I want to copy some data of an array in global memory to the shared memory of the streaming multiprocesor.
The thing is that the data that I want to copy is sparse IE:
array in global mem
[0 1 2 3 4 5 6 7 8]
and for simplify the example I’m just using 3 blocks
I want to copy
[0 3 6] in the shared mem of the block 0
[1 4 7] in the shared mem of the block 1
[2 5 8] in the shared mem of the block 2
is there a simple way to do it?
or I have to access all the array in global mem and copy one by one element in Shared Mem?
And how do I do that?
This depends on how you layout your grid and block dim3 and so how the indices are calculated.
With unique block and thread indices you can use a strided index to initialize your shared memory array.
#define SMEM_LENGTH 3;
__global__ void smemKernel(T* valuesIn_g)
{
//define block and thread ids, use long long int if necessary!
const unsigned int blockId = ... //unique block Id, depends on your grid dimension!
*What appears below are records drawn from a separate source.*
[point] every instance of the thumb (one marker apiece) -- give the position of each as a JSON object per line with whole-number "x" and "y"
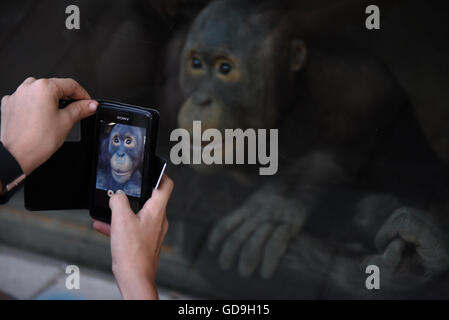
{"x": 121, "y": 210}
{"x": 81, "y": 109}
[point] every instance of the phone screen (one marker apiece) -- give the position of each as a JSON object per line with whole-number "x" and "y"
{"x": 120, "y": 160}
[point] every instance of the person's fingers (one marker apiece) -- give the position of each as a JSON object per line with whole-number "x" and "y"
{"x": 121, "y": 210}
{"x": 79, "y": 110}
{"x": 69, "y": 88}
{"x": 28, "y": 80}
{"x": 4, "y": 99}
{"x": 158, "y": 199}
{"x": 102, "y": 228}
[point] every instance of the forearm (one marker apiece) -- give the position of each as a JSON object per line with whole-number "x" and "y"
{"x": 134, "y": 287}
{"x": 11, "y": 174}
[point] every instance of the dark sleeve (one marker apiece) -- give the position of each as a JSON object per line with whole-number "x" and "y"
{"x": 9, "y": 171}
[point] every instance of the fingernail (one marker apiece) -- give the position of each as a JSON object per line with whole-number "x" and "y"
{"x": 93, "y": 106}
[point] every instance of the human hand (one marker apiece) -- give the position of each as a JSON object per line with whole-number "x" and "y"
{"x": 136, "y": 241}
{"x": 33, "y": 127}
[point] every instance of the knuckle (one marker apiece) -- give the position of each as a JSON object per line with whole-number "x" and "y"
{"x": 42, "y": 83}
{"x": 30, "y": 79}
{"x": 4, "y": 99}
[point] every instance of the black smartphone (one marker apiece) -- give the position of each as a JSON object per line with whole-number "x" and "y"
{"x": 124, "y": 156}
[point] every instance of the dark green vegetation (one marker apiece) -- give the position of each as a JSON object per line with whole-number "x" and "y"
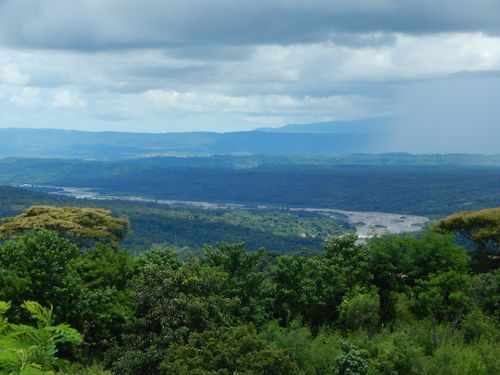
{"x": 423, "y": 185}
{"x": 191, "y": 228}
{"x": 397, "y": 305}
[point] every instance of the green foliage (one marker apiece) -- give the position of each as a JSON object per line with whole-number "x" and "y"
{"x": 234, "y": 350}
{"x": 33, "y": 349}
{"x": 398, "y": 305}
{"x": 485, "y": 292}
{"x": 360, "y": 310}
{"x": 246, "y": 279}
{"x": 83, "y": 226}
{"x": 352, "y": 361}
{"x": 444, "y": 297}
{"x": 89, "y": 290}
{"x": 171, "y": 303}
{"x": 482, "y": 227}
{"x": 396, "y": 353}
{"x": 37, "y": 267}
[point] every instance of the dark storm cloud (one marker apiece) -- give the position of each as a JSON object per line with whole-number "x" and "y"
{"x": 111, "y": 24}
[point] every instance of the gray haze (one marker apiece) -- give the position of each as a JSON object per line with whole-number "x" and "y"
{"x": 160, "y": 66}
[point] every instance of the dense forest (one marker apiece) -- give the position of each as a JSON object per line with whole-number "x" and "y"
{"x": 409, "y": 304}
{"x": 189, "y": 228}
{"x": 422, "y": 185}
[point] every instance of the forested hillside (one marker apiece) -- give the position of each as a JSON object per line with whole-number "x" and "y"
{"x": 422, "y": 185}
{"x": 189, "y": 228}
{"x": 73, "y": 304}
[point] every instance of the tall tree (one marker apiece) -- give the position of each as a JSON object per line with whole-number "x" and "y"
{"x": 483, "y": 228}
{"x": 83, "y": 226}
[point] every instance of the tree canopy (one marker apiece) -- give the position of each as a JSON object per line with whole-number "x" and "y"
{"x": 84, "y": 226}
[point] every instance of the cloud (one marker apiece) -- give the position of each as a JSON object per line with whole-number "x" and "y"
{"x": 269, "y": 109}
{"x": 63, "y": 99}
{"x": 125, "y": 24}
{"x": 26, "y": 97}
{"x": 10, "y": 74}
{"x": 458, "y": 115}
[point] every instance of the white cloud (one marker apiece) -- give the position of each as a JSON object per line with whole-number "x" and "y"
{"x": 269, "y": 109}
{"x": 10, "y": 74}
{"x": 26, "y": 97}
{"x": 63, "y": 99}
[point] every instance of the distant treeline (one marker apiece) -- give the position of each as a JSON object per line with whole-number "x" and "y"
{"x": 191, "y": 228}
{"x": 425, "y": 189}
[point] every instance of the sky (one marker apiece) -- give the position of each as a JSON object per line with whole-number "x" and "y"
{"x": 226, "y": 65}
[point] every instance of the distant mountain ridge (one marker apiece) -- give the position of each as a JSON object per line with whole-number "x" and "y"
{"x": 376, "y": 125}
{"x": 69, "y": 144}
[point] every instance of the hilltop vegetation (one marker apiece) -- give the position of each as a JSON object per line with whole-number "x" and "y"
{"x": 396, "y": 305}
{"x": 190, "y": 228}
{"x": 422, "y": 185}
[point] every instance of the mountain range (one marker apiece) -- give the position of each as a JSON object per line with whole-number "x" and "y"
{"x": 328, "y": 138}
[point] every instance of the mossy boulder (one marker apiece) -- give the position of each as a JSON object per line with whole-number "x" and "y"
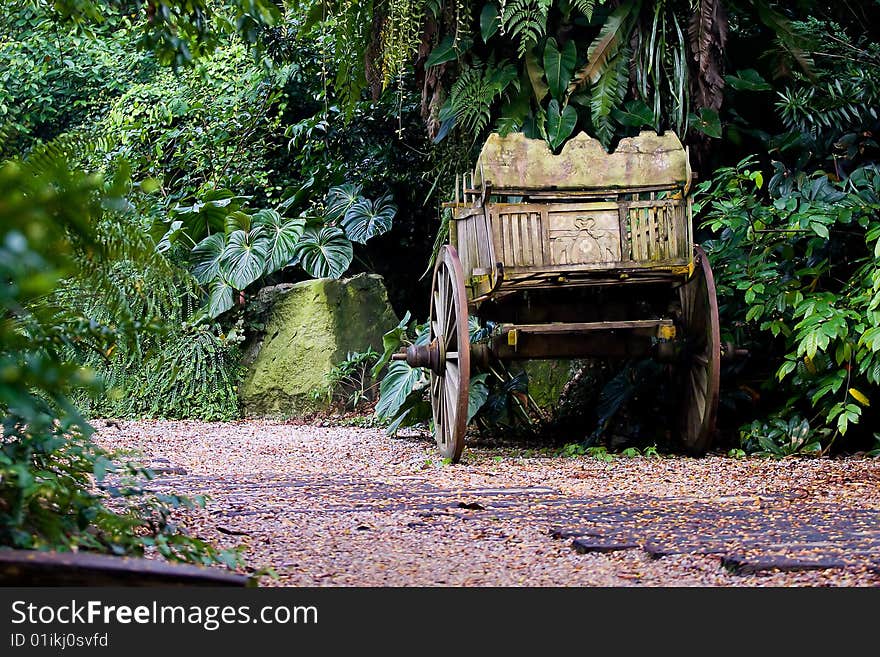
{"x": 309, "y": 328}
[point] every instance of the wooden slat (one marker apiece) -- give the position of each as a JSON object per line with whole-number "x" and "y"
{"x": 583, "y": 327}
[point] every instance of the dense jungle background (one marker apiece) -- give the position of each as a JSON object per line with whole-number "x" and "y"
{"x": 164, "y": 160}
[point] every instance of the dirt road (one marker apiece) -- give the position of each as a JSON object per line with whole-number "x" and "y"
{"x": 343, "y": 506}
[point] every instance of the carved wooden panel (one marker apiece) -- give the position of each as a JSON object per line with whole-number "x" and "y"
{"x": 584, "y": 234}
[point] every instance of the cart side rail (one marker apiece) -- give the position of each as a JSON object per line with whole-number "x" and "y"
{"x": 515, "y": 162}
const unsigned int threadId = blockId * blockDim.x + threadIdx.x; //for simple x-usage of a block
//declare shared memory array
__shared__ values_s T[SMEM_LENGTH];
//initialize shared memory array!
//make sure threadId is smaller then the length of the input data!
if(threadId < SMEM_LENGTH)
values_s[threadId] = valuesIn_g[threadId];
__synchronize();
//... rest of your code
}